Again and again, New Orleans more than meets the biennial halfway. Take the humbling, intoxicating beaded costumes of Victor Harris, called “suits,” on view at the New Orleans Museum of Art. One of several local artists who adds heft to Prospect.1, Mr. Harris is the Big Chief of the Fi-Yi-Yi, a group of Mardi Gras Indians, as well as a practicing shaman. Profuse with hallucinatory patterns and colors and evocations of African masks, his suits derail any closed definition of art or artist, as does seeing him in them, in action, on video and in photographs.
Made at the rate of one a year and unveiled during Mardi Gras, the suits are worn whenever the occasion demands that Mr. Harris call forth a spirit he has named Fi-Yi-Yi. The garments leave no doubt about the high levels of creativity in a city where French, French Canadian, African and American Indian cultures have mixed for centuries.
In one of the most haunting matchups of art and site, works by Rico Gatson, William Kentridge and the duo Bradley McCallum and Jacqueline Tarry have been installed at the New Orleans African American Museum, a beautiful Creole house on Governor Nicholls Street. Working in drawing, photography and animation, the artists explore often painful moments of racial violence, from World War I to the civil rights era to the Rolling Stones’ Altamont concert.

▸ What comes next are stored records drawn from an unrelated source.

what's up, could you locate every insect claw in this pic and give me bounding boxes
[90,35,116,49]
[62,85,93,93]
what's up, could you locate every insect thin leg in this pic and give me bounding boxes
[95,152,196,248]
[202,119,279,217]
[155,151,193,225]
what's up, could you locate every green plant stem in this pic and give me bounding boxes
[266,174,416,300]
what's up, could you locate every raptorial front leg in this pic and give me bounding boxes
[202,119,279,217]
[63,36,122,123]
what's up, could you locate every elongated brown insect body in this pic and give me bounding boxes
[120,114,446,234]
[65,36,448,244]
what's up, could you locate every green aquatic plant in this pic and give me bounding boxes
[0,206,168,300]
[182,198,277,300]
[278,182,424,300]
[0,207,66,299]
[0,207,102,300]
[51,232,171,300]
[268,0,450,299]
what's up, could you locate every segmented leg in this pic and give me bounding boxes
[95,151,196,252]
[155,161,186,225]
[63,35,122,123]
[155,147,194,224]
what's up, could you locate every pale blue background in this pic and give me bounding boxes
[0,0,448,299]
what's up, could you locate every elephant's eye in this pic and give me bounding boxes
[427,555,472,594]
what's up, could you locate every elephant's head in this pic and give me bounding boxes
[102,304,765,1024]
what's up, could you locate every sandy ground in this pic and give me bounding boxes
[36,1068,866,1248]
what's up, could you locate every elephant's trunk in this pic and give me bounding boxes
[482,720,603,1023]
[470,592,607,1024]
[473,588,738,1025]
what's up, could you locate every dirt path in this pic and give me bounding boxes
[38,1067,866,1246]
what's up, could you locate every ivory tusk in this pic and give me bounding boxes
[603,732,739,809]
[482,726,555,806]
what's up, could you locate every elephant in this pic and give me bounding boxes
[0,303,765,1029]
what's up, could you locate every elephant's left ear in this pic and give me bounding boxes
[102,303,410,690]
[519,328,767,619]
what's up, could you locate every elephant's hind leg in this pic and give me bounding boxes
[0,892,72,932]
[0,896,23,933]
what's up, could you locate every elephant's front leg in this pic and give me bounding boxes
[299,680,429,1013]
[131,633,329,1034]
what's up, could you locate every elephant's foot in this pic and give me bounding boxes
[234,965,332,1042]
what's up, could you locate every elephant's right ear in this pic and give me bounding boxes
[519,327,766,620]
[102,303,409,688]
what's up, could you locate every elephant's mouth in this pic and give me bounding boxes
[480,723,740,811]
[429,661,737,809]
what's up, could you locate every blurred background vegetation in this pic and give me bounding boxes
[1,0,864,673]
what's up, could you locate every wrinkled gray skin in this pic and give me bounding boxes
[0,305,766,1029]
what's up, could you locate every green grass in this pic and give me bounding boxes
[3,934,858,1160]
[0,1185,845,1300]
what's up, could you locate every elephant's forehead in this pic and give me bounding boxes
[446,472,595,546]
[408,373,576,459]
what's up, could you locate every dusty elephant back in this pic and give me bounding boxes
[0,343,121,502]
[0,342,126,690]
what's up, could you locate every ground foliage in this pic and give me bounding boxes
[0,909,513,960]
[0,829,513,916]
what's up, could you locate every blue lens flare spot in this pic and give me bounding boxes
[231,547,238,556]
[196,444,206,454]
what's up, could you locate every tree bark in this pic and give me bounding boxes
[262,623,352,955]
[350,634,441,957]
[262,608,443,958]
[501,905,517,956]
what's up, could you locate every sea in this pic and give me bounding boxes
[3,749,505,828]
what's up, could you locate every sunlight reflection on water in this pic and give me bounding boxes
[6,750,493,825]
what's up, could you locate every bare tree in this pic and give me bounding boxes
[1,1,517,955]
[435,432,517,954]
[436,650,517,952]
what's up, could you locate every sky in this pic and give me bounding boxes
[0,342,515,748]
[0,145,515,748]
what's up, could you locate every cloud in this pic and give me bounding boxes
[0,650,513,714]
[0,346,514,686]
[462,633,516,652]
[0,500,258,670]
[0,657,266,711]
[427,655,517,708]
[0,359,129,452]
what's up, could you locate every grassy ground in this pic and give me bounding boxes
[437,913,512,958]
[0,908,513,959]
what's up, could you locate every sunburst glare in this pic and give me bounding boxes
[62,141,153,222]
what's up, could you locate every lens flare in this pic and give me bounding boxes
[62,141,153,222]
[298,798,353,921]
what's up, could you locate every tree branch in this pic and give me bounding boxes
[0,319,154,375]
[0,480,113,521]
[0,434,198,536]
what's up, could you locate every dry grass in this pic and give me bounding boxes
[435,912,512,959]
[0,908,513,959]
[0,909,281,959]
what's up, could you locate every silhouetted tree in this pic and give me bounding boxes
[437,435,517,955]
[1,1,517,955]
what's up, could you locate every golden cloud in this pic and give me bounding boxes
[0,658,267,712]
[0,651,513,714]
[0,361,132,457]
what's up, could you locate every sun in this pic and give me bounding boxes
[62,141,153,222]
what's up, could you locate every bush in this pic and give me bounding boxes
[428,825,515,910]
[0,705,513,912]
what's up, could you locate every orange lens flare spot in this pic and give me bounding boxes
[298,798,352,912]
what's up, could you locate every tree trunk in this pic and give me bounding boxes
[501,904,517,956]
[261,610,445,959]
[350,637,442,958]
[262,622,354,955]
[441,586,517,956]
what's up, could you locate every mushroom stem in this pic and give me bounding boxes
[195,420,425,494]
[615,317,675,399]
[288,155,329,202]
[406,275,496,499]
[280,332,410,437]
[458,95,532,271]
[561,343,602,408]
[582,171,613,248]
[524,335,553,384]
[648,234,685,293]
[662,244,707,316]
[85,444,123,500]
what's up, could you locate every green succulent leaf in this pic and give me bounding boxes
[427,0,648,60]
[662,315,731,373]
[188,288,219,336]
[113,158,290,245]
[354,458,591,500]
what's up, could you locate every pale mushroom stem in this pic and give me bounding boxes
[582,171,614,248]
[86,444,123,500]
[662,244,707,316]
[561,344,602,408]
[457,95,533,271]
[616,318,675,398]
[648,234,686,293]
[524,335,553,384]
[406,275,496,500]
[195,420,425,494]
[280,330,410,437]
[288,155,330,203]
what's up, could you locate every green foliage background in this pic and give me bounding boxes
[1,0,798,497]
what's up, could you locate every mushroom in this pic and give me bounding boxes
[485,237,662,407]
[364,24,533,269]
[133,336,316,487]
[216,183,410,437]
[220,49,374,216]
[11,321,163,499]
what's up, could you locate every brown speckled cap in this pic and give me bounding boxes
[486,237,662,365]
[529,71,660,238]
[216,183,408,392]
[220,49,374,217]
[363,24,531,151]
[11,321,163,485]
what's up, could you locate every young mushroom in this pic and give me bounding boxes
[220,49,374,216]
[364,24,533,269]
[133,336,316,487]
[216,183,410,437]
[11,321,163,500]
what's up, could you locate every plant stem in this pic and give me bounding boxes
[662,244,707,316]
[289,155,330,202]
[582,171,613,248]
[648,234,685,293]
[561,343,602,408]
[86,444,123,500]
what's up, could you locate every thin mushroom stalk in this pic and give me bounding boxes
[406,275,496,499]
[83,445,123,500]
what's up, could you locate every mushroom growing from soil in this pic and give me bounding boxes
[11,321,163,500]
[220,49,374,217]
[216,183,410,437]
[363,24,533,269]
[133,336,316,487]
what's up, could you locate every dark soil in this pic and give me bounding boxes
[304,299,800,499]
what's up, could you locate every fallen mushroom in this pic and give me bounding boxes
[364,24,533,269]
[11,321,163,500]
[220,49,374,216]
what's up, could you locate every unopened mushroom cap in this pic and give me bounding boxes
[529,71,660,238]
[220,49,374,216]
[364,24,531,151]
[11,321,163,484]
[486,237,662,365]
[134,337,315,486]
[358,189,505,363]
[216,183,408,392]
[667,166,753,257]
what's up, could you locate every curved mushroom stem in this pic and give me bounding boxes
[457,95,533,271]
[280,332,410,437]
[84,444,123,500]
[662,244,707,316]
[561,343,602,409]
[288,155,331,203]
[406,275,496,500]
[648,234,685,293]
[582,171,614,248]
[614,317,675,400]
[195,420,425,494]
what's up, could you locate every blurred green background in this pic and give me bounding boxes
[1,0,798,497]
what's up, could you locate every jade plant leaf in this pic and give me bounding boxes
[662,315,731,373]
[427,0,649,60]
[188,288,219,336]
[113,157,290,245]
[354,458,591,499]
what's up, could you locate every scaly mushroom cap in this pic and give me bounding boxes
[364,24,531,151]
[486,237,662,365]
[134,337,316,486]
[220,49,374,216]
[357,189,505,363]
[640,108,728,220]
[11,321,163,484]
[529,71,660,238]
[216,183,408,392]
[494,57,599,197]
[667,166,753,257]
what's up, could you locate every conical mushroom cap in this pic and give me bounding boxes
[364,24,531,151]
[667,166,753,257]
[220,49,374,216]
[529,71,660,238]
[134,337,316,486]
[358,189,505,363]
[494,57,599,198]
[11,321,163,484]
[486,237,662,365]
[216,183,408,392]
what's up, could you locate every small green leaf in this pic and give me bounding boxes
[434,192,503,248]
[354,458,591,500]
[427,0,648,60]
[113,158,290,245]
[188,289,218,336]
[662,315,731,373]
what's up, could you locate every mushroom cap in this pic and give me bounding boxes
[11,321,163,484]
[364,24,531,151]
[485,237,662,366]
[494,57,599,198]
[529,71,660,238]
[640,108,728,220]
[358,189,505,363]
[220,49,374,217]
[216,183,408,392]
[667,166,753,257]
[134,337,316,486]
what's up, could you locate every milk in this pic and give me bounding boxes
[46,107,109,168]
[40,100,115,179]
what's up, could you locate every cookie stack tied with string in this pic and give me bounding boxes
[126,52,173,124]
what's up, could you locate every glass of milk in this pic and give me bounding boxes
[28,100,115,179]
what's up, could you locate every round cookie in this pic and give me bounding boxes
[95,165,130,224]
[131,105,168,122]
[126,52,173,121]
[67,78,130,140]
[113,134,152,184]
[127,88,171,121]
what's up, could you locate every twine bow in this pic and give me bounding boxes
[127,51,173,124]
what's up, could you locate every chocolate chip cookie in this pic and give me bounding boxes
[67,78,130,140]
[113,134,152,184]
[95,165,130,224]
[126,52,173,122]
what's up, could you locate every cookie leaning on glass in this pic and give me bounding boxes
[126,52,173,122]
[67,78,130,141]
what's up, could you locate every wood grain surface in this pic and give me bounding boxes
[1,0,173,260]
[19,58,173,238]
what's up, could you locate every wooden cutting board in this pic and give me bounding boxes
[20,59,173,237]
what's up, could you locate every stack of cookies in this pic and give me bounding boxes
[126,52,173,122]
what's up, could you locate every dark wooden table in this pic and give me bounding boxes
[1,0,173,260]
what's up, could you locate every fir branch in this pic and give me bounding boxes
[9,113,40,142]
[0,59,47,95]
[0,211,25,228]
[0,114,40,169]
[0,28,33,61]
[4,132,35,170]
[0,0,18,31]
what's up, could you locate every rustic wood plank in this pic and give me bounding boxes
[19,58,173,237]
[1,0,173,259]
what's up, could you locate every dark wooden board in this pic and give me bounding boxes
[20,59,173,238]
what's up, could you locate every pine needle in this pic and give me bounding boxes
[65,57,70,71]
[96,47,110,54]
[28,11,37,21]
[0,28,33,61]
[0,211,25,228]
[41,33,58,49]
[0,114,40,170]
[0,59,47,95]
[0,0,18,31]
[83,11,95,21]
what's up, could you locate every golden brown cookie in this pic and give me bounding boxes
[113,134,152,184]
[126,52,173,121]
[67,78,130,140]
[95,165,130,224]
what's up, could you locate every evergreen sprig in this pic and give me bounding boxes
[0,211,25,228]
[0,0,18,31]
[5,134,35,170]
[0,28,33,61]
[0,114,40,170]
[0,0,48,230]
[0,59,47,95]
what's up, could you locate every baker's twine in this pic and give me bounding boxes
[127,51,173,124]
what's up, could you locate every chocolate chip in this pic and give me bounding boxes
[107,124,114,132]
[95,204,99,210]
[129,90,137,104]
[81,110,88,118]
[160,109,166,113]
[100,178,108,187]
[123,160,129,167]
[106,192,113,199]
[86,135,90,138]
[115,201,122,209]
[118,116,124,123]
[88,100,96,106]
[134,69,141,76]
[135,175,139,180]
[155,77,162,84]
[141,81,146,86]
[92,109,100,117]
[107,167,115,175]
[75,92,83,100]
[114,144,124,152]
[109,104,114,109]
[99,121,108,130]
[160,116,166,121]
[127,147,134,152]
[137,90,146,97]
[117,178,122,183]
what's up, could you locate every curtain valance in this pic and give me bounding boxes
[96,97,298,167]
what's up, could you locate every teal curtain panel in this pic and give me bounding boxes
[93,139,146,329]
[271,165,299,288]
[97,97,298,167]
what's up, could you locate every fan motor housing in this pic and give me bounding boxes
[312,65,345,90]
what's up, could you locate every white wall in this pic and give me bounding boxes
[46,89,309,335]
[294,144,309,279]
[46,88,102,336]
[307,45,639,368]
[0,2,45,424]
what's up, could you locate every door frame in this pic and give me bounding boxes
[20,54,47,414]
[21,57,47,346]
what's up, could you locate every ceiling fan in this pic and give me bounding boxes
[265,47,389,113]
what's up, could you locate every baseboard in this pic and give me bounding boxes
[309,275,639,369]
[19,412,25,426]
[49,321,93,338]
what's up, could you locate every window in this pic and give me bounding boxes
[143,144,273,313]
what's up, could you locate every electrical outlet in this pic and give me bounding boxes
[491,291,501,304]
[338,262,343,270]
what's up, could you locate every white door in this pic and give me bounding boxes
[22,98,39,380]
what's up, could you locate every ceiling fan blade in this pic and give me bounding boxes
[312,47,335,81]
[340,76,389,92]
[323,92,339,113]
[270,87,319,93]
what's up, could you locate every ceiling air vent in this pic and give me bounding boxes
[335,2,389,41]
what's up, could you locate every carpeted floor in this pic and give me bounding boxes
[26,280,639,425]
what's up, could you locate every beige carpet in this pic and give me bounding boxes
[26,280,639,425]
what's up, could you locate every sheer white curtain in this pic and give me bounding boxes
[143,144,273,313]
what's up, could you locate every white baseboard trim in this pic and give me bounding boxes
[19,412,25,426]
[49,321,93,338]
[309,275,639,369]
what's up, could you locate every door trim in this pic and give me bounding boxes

Some site-specific efforts are simply based on received ideas. Takashi Horisaki’s latex cast of a house wrecked by the storm, on view at the Hefler Warehouse on Magazine Street, is inhabited less by the ghosts of Katrina than by Robert Overby and Rachel Whiteread’s casts of domestic architecture.
Sebastián Preece’s work is more effective, even if it borders on urban archaeology. He has taken the concrete slabs and footings from a house in the Lower Ninth Ward lost to the hurricane, sliced them up and displayed them, bottom side up, on the water-damaged lower floor of the Tekrema Center for Art and Culture. Some resemble topographical maps, others abstract sculptures. On the undamaged second floor the New York painter Adam Cvijanovic has painted the walls with lavish, slightly oppressive vistas of Louisiana swamps, exaggerating the traditions of wallpaper and mural painting to suggest that nature is ever invasive and always capable of eradicating any human effort.
Seeing Mark Bradford’s enormous “Noah’s Ark” provides a firsthand experience of the eradication in the Lower Ninth Ward, where nothing remains of many houses except lonely stoops and empty lots. Made of old pieces of poster-plastered plywood, the ark rises from one of these lots, forlorn yet indomitable. Its ancient hulk, with its cacophony of decaying advertisements, seems to ridicule the overwrought, seemingly marooned houses commissioned by the actor Brad Pitt that dot the neighborhood.